Leisner.Henr@xerox.com (Marty) (08/04/89)
On a sun386 running sunOS4.0, I was playing around with Minix boot disks in a DOS window. I had an infinite loop in my boot loader, and I couldn't kill the DOS task via a kill -9 pid which I always though always worked (I tried doing it as rooot after my own account didn't work). I did a shutdown (geez, maybe it knows something I don't know) and it said: "Something is hung--won't die, ps axl advised". I give up...Was Jason in my machine? marty ARPA: leisner.henr@xerox.com GV: leisner.henr NS: leisner:wbst139:xerox UUCP: hplabs!arisia!leisner
debra@alice.UUCP (Paul De Bra) (08/05/89)
In article <20495@adm.BRL.MIL> Leisner.Henr@xerox.com (Marty) writes: }On a sun386 running sunOS4.0, I was playing around with Minix boot disks in }a DOS window. } }I had an infinite loop in my boot loader, and I couldn't kill the DOS task }via a }kill -9 pid }which I always though always worked (I tried doing it as rooot after my own }account didn't work). } }I did a shutdown (geez, maybe it knows something I don't know) and it said: } }"Something is hung--won't die, ps axl advised". } kill -9 pid (executed as the owner of the process or as root) is guaranteed to work. when the process exits (due to the kill -9) it may get stuck in a device driver or something, so it enters a "zombie" state.
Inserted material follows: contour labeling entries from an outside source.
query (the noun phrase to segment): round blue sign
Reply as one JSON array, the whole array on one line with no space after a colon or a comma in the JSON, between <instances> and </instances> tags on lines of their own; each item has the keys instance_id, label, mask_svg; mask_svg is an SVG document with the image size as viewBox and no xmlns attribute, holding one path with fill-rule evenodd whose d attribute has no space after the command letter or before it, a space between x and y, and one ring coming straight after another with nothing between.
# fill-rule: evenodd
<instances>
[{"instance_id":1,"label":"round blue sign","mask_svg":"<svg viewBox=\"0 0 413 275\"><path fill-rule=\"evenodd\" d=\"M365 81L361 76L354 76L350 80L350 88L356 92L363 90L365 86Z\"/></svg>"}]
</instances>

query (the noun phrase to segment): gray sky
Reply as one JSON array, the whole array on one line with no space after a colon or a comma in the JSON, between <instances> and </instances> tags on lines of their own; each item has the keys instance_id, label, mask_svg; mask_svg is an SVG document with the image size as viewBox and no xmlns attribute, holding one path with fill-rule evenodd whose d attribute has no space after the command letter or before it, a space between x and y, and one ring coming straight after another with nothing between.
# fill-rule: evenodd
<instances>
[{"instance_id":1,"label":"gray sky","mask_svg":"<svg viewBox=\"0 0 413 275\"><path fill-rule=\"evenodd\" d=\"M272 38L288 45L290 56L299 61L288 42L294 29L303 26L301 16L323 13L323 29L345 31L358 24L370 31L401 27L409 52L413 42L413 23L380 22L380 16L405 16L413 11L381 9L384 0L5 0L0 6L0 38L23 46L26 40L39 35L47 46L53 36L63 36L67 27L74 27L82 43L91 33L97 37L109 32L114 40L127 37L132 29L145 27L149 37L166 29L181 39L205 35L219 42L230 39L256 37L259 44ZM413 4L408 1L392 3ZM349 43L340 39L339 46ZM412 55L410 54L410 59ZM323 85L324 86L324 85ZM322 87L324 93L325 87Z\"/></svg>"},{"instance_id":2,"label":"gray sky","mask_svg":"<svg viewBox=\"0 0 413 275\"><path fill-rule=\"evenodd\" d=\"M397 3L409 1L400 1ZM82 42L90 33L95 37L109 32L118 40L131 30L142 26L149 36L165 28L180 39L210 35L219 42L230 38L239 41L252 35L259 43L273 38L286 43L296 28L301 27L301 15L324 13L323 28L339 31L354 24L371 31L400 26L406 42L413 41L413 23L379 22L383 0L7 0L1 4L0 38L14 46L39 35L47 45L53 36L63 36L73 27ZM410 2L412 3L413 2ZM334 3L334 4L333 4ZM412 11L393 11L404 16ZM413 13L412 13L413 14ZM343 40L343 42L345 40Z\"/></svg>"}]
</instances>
This means that the process is busy exiting, but hasn't quite gone far enough to tell init that it's really gone. in any case for your purpose the kill -9 must have stopped the infinite loop. had you executed ps a couple of times then you should have noticed that the process was no longer consuming cpu-time. it should also have been marked as <exiting> instead of its own name. Paul. >I give up...Was Jason in my machine? > >marty >ARPA: leisner.henr@xerox.com >GV: leisner.henr >NS: leisner:wbst139:xerox >UUCP: hplabs!arisia!leisner > -- ------------------------------------------------------ |debra@research.att.com | uunet!research!debra | ------------------------------------------------------
guy@auspex.auspex.com (Guy Harris) (08/06/89)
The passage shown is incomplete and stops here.